As described above, according to the present invention, it has a self-temperature control function made of a kneaded material of at least a semiconductive organic material and carbon, and the operating temperature is set at 30°C.
By using a heater in the range of ℃ to 110℃ as a defrosting heater, it becomes possible to detect the completion of defrosting by using the change characteristics of the current flowing through the defrosting heater itself, and also to detect the completion of defrosting. This can prevent unnecessary temperature rises in the cooler at times. As a result, the power consumed by the defrosting heater of the refrigerator is reduced, and the power consumption during recooling is also greatly reduced. Further, since a separate detection element is not required to detect the completion of defrosting, the structure is simplified and the number of manufacturing steps is reduced.

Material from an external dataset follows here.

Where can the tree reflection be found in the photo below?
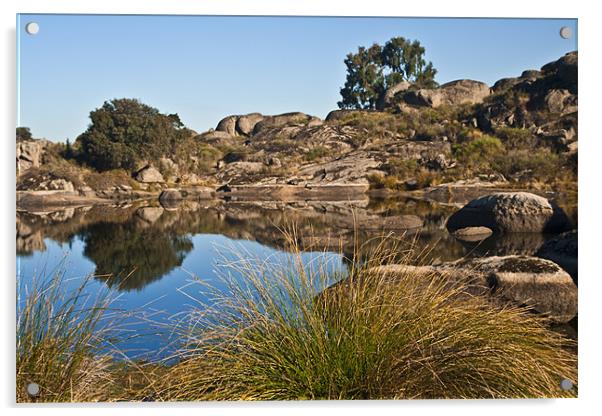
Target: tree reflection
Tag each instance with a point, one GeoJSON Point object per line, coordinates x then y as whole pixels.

[Brief explanation of the drawing]

Fig. 1 is a front view showing the structure of a cooler in a refrigerator, Fig. 2 is a characteristic diagram showing the temperature distribution of each part of the cooler when defrosting is completed when a conventional defrosting heater is used, and Fig. 3 is a partially cutaway perspective view of the defrosting heater used in the defrosting device of the present invention, FIG. 4 is a characteristic diagram of the defrosting heater, and FIG. 5 is a diagram showing defrosting in the defrosting device of the present invention. A characteristic diagram showing the temperature distribution of each part of the cooler at the time of completion of defrosting when a heater is used, FIG. 6 is a characteristic diagram showing changes in current and temperature flowing through the defrosting heater in the defrosting device of the present invention, FIG. 7 is a block diagram showing the configuration of a defrosting device according to the present invention. 1... Cooler, 2', 20... Defrost heater.

Claims (1)

[Claims] 1. A defrosting device for removing frost adhering to the cooler of a refrigerator or air conditioner, which includes at least two electrical conductors for power supply arranged in parallel with each other,
The heater has a heater part made of a mixture of an organic material and carbon that covers these power supply electric conductors and is arranged between the power supply electric conductors, and an insulating coating part that covers the heater part. 1. A defrosting device comprising a heater having a self-temperature control function in which the fixed resistance value of the part increases rapidly at a certain temperature within the range of 30°C to 110°C.